27 de febrero de 2026
El Barrio Inglés de la comuna de Coquimbo ha sido testigo de graves episodios de violencia, riñas con armas blancas y desórdenes en años anteriores, que han dejado una marca en la comunidad y han afectado la vida nocturna y cultural de este sector patrimonial. Sin embargo, este verano del 2026 ha marcado un cambio significativo gracias a un plan integral de reactivación y seguridad impulsado por el alcalde Ali Manouchehri, con resultados positivos.
Este plan municipal incluyó inversiones en infraestructura, recuperación de inmuebles patrimoniales y una programación intensa que incluyó boulevards todos los viernes y sábados de enero y febrero, además de eventos masivos. Miles de personas han vuelto a recorrer el barrio, disfrutar de espectáculos musicales, ferias, food trucks e intervenciones artísticas, con locales abiertos hasta altas horas de la madrugada y una gran presencia de familias, vecinos y turistas.
El alcalde Ali Manouchehri destacó la importancia de la seguridad como eje fundamental para lograr esta reactivación. Consciente del temor persistente en los vecinos debido a hechos violentos pasados, se implementó un plan preventivo robusto con presencia permanente en el territorio y capacidad de respuesta inmediata. Según el alcalde: "Esta reactivación fue una idea que impulsamos desde el primer momento, porque no podíamos resignarnos a perder un barrio tan importante para la historia y la identidad de Coquimbo."
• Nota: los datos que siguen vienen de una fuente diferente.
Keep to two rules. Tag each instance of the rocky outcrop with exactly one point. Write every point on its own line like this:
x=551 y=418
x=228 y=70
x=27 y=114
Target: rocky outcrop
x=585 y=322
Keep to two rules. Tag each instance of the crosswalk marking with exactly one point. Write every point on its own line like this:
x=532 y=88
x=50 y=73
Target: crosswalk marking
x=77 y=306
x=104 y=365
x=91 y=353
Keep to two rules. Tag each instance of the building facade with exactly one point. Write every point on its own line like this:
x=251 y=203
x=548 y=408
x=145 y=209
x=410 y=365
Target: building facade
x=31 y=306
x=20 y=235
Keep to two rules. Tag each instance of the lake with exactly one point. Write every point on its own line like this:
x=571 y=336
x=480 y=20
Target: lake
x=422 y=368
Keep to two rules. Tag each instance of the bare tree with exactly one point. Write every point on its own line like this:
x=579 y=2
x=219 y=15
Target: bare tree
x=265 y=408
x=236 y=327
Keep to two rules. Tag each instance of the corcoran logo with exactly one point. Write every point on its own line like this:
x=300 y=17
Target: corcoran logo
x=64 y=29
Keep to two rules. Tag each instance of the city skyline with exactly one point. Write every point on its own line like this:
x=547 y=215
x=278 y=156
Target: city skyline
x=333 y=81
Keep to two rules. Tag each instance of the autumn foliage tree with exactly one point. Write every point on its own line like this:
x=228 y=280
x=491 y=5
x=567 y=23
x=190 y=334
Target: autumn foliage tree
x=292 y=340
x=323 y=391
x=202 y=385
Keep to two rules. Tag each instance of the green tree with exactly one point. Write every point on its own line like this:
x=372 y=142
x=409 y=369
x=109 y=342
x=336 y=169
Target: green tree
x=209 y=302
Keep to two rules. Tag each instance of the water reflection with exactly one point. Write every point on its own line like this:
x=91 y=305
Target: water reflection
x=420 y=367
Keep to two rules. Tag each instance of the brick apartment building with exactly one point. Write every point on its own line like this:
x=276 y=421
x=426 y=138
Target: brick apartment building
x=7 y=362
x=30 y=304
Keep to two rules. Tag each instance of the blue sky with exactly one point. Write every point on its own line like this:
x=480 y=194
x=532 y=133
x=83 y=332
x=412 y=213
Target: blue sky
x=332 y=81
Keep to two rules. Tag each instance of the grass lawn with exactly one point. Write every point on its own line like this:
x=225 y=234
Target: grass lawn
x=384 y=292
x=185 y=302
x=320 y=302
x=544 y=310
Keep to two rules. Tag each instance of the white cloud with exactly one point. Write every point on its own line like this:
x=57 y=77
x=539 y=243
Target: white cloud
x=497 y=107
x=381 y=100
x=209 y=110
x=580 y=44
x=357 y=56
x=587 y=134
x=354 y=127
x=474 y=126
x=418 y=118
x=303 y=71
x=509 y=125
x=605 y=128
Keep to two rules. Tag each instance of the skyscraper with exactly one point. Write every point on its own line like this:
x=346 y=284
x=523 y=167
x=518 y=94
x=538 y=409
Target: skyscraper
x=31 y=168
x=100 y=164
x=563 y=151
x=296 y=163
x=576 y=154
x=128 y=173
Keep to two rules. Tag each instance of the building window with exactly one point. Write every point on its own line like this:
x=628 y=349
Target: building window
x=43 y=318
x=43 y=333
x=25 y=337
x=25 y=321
La Dirección de Seguridad Pública llevó a cabo un plan estratégico basado en análisis previos de riesgo, definiendo un área específica para intervenir. Durante los fines de semana y eventos especiales se desplegó un equipo compuesto por informadores comunitarios, inspectores en motocicleta, camionetas con inspectores y vigilancia aérea mediante drones. Este despliegue cumplió un rol clave en la fiscalización, control preventivo y presencia disuasiva.
Durante la temporada se registraron algunas incivilidades menores que fueron controladas eficazmente por el personal de Seguridad Pública. El hecho más relevante fue el robo en un vehículo con patente argentina, detectado gracias a la vigilancia aérea. La coordinación entre drones e inspectores permitió detener al responsable y recuperar las especies sustraídas.
El balance final del operativo estival fue altamente positivo, consolidando al Barrio Inglés como un espacio seguro, ordenado y atractivo. Este caso demuestra que la recuperación de sectores históricamente complejos es posible con liderazgo, planificación y un despliegue efectivo en el territorio.